Perhaps there is just a lack of source material which might explain why Crossley-Holland reproduces so many from one Lincolnshire author but there is not much of local lore featured. The Anglians are a people who can trace at least back to the Iceni, there must be stories that date back to pre-modern times. Later on, the rise of Norwich to become England's second city based on the incredibly fertile farmland in the region has no reference in any of these tales. The legendary island of Ely, home to a great cathedral and the last redoubt of Hereward The Wake, gets one reference. There is nothing to connote these peoples as having real attachment to the stories allegedly told about them. It is so disappointing. Even the Fens are almost excluded from this collection which is frankly extraordinary. Instead, it is the Lincolnshire Carrs that are the main setting. The only reference to the Fens is in the 19th century story that can't really claim to be a folk story but is a morality tale set to the backdrop of the draining of the great marshes of the Anglian region and is about remembering the values of the past.

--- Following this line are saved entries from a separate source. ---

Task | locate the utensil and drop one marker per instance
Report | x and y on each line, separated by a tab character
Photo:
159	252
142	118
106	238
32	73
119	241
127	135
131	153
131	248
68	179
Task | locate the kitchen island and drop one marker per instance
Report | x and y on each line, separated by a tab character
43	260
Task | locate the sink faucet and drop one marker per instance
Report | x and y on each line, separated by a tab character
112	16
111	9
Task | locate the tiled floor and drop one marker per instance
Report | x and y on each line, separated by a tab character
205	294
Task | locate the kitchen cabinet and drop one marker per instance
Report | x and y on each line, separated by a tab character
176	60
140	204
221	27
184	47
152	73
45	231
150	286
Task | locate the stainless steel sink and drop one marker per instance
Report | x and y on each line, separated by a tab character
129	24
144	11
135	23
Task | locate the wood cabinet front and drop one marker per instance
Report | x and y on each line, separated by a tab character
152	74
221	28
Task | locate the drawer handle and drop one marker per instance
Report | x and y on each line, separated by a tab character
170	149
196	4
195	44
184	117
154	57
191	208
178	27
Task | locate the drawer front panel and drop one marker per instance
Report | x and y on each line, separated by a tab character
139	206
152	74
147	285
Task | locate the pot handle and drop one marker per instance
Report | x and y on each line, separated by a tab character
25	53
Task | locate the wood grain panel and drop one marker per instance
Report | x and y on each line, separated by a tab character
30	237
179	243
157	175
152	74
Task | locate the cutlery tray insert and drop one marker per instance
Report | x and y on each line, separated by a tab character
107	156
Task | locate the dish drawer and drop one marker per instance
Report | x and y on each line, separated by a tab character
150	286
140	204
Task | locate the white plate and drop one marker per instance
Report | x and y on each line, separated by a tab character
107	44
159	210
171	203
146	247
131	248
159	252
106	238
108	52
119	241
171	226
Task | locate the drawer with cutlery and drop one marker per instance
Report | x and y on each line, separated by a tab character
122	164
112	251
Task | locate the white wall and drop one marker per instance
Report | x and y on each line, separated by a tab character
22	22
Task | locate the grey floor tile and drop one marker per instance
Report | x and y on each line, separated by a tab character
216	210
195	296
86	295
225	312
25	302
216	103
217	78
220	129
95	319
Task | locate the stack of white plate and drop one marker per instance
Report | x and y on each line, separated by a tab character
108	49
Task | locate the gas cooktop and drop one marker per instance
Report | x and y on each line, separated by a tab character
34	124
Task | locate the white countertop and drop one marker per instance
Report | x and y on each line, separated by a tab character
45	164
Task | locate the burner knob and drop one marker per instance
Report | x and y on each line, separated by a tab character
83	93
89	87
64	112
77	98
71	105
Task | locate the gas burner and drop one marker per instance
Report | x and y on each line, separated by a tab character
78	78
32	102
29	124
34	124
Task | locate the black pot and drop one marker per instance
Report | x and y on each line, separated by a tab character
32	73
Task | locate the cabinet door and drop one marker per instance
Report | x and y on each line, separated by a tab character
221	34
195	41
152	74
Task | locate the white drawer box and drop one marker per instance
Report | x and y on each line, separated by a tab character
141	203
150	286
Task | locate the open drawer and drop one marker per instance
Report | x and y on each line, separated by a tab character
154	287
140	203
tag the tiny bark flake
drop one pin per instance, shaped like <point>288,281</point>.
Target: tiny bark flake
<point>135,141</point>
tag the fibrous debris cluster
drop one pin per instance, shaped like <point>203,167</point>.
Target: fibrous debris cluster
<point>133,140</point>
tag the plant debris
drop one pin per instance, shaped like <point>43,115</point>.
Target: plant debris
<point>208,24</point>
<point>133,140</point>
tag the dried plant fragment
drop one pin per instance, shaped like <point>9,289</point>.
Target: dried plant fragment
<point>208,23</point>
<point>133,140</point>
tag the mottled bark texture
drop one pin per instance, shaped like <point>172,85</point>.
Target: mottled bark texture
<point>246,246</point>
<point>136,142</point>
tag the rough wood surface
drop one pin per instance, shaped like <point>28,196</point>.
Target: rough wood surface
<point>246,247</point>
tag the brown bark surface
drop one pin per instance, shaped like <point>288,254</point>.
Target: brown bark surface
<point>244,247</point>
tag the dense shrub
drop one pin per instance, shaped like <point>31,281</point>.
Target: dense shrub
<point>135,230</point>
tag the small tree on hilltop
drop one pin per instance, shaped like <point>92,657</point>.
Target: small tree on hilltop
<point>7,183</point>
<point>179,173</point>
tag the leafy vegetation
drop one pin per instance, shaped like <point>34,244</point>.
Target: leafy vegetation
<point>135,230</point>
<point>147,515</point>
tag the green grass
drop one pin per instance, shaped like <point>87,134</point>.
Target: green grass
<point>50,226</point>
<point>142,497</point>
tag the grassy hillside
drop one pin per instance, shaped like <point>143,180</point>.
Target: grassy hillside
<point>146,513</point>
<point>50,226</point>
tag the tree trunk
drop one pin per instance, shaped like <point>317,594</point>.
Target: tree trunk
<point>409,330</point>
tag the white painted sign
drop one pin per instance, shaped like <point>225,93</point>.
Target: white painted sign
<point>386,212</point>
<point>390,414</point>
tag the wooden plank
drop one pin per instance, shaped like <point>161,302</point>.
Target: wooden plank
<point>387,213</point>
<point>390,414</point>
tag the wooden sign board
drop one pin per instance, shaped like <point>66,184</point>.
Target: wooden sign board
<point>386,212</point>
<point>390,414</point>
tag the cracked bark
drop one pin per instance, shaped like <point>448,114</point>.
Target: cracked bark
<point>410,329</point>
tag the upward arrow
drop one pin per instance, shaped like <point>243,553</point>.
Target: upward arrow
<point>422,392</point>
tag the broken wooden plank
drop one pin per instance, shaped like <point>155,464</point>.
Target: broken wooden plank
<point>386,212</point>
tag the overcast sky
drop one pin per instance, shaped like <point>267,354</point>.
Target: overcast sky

Crossley-Holland doesn't help his cause with his preface. He is the leading purveyor of folk stories in Britain and yet his description of why folk tales matter is mind-blowingly fatuous. Apparently the value in folk tales it that they are about you and me. Crossley-Holland would do well to read Neil Gaiman's Anansi Boys for a much more thorough and credible description of what folk tales are - they are the stories of a people that speak of that people's past, their values, and their environment. Crossley-Holland has not reproduced that in The Old Stories, he has repackaged a set of stories that were written in and often nominally set in East Anglia. What he has not done is produce the tales of the Anglians that speak to who they are, what they value, and why they did it. There is a generic dragon story somewhat distorted by Crossley-Holland's modern viewpoint on gender, there is a vampire story that read simply as a translation of a folk story from the other side of Europe, there are plenty of stories that could have come from anywhere and very few that speak to Anglia.

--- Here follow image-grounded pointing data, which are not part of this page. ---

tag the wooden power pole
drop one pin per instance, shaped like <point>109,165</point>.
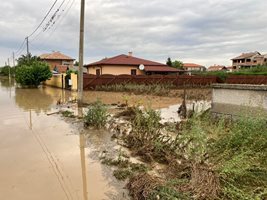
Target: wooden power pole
<point>81,49</point>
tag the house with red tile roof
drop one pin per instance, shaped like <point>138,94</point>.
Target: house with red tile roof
<point>248,60</point>
<point>128,64</point>
<point>57,61</point>
<point>217,68</point>
<point>193,67</point>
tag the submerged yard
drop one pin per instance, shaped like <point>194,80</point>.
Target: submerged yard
<point>126,150</point>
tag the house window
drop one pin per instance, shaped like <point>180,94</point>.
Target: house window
<point>65,63</point>
<point>97,72</point>
<point>133,71</point>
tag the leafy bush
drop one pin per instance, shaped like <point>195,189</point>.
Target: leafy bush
<point>155,89</point>
<point>34,74</point>
<point>259,70</point>
<point>4,71</point>
<point>96,115</point>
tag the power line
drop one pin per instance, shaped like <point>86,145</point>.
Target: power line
<point>55,17</point>
<point>21,46</point>
<point>44,18</point>
<point>60,18</point>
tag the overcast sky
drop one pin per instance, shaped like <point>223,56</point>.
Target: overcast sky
<point>206,32</point>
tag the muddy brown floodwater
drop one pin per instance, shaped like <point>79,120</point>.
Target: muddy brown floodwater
<point>44,157</point>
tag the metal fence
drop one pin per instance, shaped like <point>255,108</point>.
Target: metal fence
<point>247,79</point>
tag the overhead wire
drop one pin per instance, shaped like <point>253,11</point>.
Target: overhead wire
<point>43,18</point>
<point>21,46</point>
<point>54,19</point>
<point>60,18</point>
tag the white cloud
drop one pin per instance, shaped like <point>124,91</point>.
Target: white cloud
<point>202,31</point>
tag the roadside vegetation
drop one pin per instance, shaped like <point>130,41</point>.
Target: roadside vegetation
<point>153,89</point>
<point>29,72</point>
<point>259,70</point>
<point>202,157</point>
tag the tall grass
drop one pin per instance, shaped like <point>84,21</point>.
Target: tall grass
<point>218,158</point>
<point>155,89</point>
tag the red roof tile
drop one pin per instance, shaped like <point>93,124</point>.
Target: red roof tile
<point>125,60</point>
<point>246,55</point>
<point>191,65</point>
<point>61,68</point>
<point>55,56</point>
<point>161,69</point>
<point>217,68</point>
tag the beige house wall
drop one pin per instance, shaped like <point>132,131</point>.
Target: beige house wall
<point>56,81</point>
<point>74,79</point>
<point>114,70</point>
<point>53,63</point>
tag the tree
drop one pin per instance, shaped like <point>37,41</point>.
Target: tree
<point>27,60</point>
<point>76,63</point>
<point>169,62</point>
<point>33,74</point>
<point>178,64</point>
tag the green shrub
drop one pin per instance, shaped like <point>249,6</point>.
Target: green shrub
<point>33,74</point>
<point>155,89</point>
<point>96,115</point>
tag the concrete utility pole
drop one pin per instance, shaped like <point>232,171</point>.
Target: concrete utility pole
<point>81,48</point>
<point>13,57</point>
<point>28,51</point>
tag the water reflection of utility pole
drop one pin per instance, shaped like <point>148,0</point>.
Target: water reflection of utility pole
<point>30,119</point>
<point>83,165</point>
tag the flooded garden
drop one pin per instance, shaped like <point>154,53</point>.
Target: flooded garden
<point>126,146</point>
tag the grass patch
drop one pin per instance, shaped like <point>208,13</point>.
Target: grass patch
<point>154,89</point>
<point>213,158</point>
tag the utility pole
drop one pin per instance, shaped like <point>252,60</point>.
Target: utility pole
<point>81,49</point>
<point>9,74</point>
<point>28,52</point>
<point>13,57</point>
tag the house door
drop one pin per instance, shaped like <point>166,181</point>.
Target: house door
<point>98,72</point>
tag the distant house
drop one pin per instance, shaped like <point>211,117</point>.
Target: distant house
<point>57,61</point>
<point>217,68</point>
<point>193,67</point>
<point>248,60</point>
<point>128,64</point>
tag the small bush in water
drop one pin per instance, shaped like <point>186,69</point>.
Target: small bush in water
<point>96,115</point>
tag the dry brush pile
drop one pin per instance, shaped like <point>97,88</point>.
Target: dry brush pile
<point>205,158</point>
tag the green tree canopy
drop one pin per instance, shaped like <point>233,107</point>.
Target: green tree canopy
<point>27,60</point>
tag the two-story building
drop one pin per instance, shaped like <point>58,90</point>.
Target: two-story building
<point>57,61</point>
<point>248,60</point>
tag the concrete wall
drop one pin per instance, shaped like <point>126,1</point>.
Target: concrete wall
<point>54,63</point>
<point>59,81</point>
<point>235,99</point>
<point>114,70</point>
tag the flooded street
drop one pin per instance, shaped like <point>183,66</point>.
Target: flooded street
<point>44,157</point>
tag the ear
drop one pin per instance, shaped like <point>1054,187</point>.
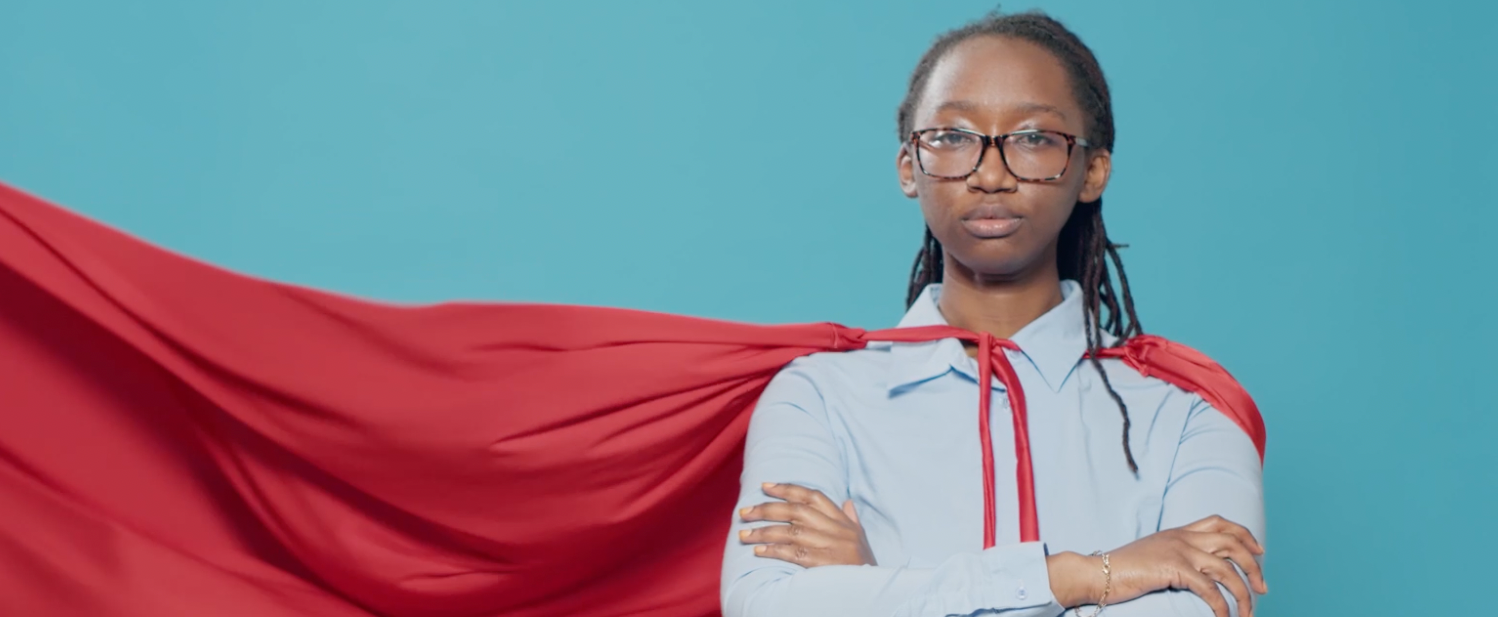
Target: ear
<point>905,166</point>
<point>1100,165</point>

There is value in the notes that Crossley-Holland provides. It is always frustrating that these come at the end of the book when it would be better to have them physically associated with the tales they are about. The notes are occasionally really useful such as the note about the merchant but mainly they are just descriptions of where the narrative was found - mostly from one writer in Lincolnshire.

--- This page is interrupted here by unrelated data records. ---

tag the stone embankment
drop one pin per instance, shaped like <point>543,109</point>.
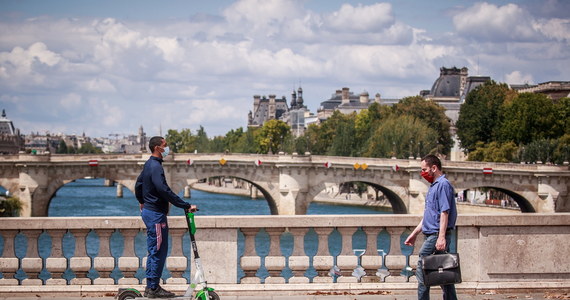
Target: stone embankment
<point>353,199</point>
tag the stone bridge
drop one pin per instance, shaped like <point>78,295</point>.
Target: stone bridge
<point>288,182</point>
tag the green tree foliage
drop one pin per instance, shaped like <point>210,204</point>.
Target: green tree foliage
<point>61,147</point>
<point>88,148</point>
<point>563,109</point>
<point>344,140</point>
<point>494,152</point>
<point>479,116</point>
<point>321,136</point>
<point>547,150</point>
<point>432,114</point>
<point>181,142</point>
<point>202,142</point>
<point>272,136</point>
<point>402,136</point>
<point>10,207</point>
<point>529,117</point>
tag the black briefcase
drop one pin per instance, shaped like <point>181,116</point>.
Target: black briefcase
<point>441,269</point>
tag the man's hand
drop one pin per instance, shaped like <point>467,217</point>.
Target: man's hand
<point>411,240</point>
<point>193,208</point>
<point>440,244</point>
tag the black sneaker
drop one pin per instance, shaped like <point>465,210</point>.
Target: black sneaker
<point>159,292</point>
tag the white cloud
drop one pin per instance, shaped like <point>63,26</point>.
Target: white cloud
<point>517,77</point>
<point>115,74</point>
<point>557,29</point>
<point>26,64</point>
<point>489,22</point>
<point>98,85</point>
<point>361,18</point>
<point>70,101</point>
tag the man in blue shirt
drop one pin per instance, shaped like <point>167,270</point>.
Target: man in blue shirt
<point>439,218</point>
<point>154,197</point>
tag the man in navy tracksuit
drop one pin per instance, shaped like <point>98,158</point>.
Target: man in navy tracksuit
<point>154,197</point>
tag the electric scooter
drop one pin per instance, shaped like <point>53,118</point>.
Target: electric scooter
<point>203,293</point>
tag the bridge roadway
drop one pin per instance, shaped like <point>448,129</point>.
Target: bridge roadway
<point>481,296</point>
<point>288,182</point>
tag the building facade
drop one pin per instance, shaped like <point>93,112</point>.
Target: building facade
<point>11,141</point>
<point>297,115</point>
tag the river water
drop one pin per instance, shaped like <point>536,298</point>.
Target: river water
<point>89,197</point>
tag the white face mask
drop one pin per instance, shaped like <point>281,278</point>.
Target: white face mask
<point>166,151</point>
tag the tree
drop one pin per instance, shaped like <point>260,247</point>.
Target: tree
<point>180,142</point>
<point>402,136</point>
<point>344,141</point>
<point>529,117</point>
<point>10,206</point>
<point>432,114</point>
<point>232,139</point>
<point>272,136</point>
<point>61,147</point>
<point>88,148</point>
<point>479,115</point>
<point>202,142</point>
<point>320,137</point>
<point>563,109</point>
<point>494,152</point>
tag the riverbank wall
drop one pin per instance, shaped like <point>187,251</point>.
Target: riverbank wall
<point>498,252</point>
<point>352,200</point>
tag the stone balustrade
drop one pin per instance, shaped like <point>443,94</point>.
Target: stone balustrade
<point>283,253</point>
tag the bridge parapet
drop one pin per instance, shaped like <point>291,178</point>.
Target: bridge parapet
<point>281,254</point>
<point>288,182</point>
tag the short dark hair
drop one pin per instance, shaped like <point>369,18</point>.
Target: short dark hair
<point>431,160</point>
<point>154,141</point>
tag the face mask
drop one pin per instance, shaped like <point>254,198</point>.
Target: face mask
<point>166,151</point>
<point>427,177</point>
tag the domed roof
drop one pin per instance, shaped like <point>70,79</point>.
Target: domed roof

The Old Stories is a missed opportunity. Most of the stories are generic and not especially interesting. A couple of them are absolutely excellent. It is a shame but this work is very disappointing. This particular reviewer happened to accidentally lose the book while on a train from Vienna to Prague - should anyone have picked it up after me and read it, they would not have absorbed much at all of the culture, people, and stories of the Anglian part of the world.